Case ID: ad3d_127/html/0806-01.html
Source: Caselaw Access Project
Author: {"author": "", "license": "Public Domain", "url": "https://static.case.law/"}
Date Created: 2024-08-24T03:29:51.129683

Margaret Egan, Appellant, v Emerson Associates, LLC, Respondent.
    [6 NYS3d 600]—
   In an action to recover damages for personal injuries, the plaintiff appeals from an order of the Supreme Court, Nassau County (Feinman, J.), entered October 11, 2013, which granted the defendant’s motion for summary judgment dismissing the complaint, and denied her cross motion for leave to serve a supplemental bill of particulars.

Ordered that the order is affirmed, with costs.

On March 14, 2008, the plaintiff allegedly sustained personal injuries when she tripped and fell on a step located in the interior staircase of property owned by the defendant. The plaintiff commenced this action to recover damages for personal injuries, alleging, among other things, that the defendant’s negligence in placing a potted plant on the landing of the staircase caused the accident. In the order appealed from, the Supreme Court granted the defendant’s motion for summary judgment dismissing the complaint, and denied the plaintiffs cross motion for leave to serve a supplemental bill of particulars.

An owner of property has a duty to maintain the property in a reasonably safe condition (see Kellman v 45 Tiemann Assoc., 87 NY2d 871, 872 [1995]; Basso v Miller, 40 NY2d 233, 241 [1976]; Kruger v Donzelli Realty Corp., 111 AD3d 897, 898 [2013]). “In order for a landowner to be liable in tort to a plaintiff who is injured as a result of an allegedly defective condition upon property, ‘it must be established that a defective condition existed and that the landowner affirmatively created the condition or had actual or constructive notice of its existence’ ” (Kruger v Donzelli Realty Corp., 111 AD3d at 898, quoting Lezama v 34-15 Parsons Blvd, LLC, 16 AD3d 560, 560 [2005]). Thus, in a premises liability case, a defendant property owner who moves for summary judgment has the initial burden of making a prima facie showing that it neither created the defective condition nor had actual or constructive notice of its existence (see Kruger v Donzelli Realty Corp., 111 AD3d at 898; Bravo v 564 Seneca Ave. Corp., 83 AD3d 633, 634 [2011]; Bloomfield v Jericho Union Free School Dist., 80 AD3d 637, 638 [2011]; Pryzywalny v New York City Tr. Auth., 69 AD3d 598, 598 [2010]).

The evidence submitted in support of the defendant’s motion demonstrated, prima facie, that no dangerous or defective condition existed on the staircase at the time of the accident.

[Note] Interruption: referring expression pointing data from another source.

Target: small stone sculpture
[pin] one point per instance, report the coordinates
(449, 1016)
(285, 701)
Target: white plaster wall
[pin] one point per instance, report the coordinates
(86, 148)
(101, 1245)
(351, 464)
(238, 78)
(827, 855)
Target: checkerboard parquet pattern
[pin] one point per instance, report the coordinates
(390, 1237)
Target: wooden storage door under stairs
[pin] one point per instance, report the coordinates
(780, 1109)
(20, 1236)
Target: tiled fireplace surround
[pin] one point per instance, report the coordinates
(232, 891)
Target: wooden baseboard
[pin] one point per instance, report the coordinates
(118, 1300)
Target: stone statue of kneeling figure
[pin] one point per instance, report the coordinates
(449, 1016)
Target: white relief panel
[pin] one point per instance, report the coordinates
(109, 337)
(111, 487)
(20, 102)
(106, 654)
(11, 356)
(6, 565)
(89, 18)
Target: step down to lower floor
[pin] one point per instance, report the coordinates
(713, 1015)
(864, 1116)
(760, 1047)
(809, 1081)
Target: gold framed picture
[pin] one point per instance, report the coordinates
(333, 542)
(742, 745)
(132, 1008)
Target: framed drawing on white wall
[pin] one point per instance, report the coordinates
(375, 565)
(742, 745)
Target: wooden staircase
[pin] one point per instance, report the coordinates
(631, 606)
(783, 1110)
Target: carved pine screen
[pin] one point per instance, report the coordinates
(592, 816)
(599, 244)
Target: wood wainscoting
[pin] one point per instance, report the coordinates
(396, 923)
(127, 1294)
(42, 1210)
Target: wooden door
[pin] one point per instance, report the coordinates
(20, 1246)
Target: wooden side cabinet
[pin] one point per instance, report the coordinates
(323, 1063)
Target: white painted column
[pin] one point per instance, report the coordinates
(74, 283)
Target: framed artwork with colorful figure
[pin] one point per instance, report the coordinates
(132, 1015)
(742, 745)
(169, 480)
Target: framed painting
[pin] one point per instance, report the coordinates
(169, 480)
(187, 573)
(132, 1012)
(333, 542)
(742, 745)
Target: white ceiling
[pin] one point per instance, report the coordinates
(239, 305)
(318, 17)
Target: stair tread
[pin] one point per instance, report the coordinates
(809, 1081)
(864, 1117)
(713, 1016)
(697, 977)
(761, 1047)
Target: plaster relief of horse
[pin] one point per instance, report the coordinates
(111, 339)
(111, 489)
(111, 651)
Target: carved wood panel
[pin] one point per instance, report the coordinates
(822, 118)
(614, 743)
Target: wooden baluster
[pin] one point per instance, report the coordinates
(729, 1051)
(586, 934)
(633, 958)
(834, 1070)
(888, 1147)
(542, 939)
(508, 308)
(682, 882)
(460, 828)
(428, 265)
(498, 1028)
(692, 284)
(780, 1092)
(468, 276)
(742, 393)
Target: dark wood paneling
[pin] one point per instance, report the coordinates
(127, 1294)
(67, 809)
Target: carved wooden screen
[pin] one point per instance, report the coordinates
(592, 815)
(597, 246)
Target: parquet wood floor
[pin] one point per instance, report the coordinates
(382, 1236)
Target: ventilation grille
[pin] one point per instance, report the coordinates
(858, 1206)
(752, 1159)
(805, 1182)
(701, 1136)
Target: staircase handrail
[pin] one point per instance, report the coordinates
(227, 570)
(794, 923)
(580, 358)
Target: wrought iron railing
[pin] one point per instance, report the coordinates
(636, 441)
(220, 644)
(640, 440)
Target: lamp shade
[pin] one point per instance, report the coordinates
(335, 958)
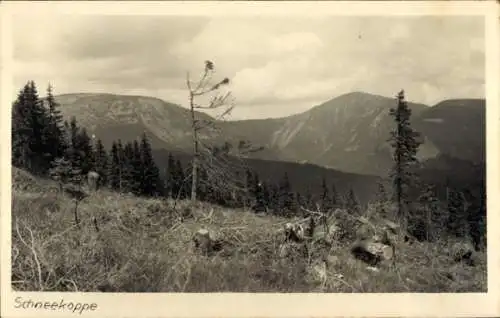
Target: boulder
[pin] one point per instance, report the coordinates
(463, 252)
(372, 252)
(294, 232)
(202, 241)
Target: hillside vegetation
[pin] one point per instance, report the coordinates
(347, 133)
(145, 245)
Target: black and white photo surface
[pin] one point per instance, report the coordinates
(232, 150)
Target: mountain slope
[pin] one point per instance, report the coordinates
(457, 127)
(348, 133)
(110, 117)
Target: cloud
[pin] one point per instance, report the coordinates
(277, 66)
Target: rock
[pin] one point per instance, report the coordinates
(294, 232)
(463, 252)
(292, 249)
(203, 241)
(372, 252)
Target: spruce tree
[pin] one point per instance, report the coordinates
(56, 135)
(405, 144)
(181, 185)
(172, 177)
(326, 200)
(30, 131)
(352, 203)
(152, 183)
(85, 151)
(285, 196)
(128, 170)
(428, 216)
(137, 166)
(114, 168)
(457, 211)
(101, 162)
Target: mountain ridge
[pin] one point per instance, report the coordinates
(347, 133)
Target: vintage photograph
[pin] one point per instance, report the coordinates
(255, 154)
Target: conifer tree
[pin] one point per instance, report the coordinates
(137, 176)
(128, 170)
(152, 183)
(428, 216)
(121, 166)
(285, 196)
(202, 88)
(405, 144)
(29, 131)
(56, 140)
(181, 186)
(457, 211)
(352, 203)
(326, 199)
(84, 150)
(101, 162)
(114, 168)
(172, 184)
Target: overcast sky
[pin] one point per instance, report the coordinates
(277, 66)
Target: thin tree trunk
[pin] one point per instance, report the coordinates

In any event, this evidence, as well as the plaintiffs deposition transcripts, demonstrated that, contrary to the plaintiffs contention, a potted plant that was on the landing of the staircase on the date of the accident was not a proximate cause of her accident. While generally it is for the trier of fact to determine the issue of proximate cause, the issue of proximate cause may be decided as a matter of law where only one conclusion may be drawn from the established facts (see Howard v Poseidon Pools, 72 NY2d 972, 974 [1988]; Kalland v Hungry Harbor Assoc., LLC, 84 AD3d 889, 889 [2011]). In opposition to the defendant’s prima facie showing, the plaintiff failed to raise a triable issue of fact.

Contrary to the plaintiffs contention, the Supreme Court providently exercised its discretion in denying her cross motion for leave to serve a supplemental bill of particulars, which was made on the eve of trial (see American Cleaners, Inc. v American Intl. Specialty Lines Ins. Co., 68 AD3d 792, 794 [2009]).

Rivera, J.R, Dickerson, Chambers and Barros, JJ., concur.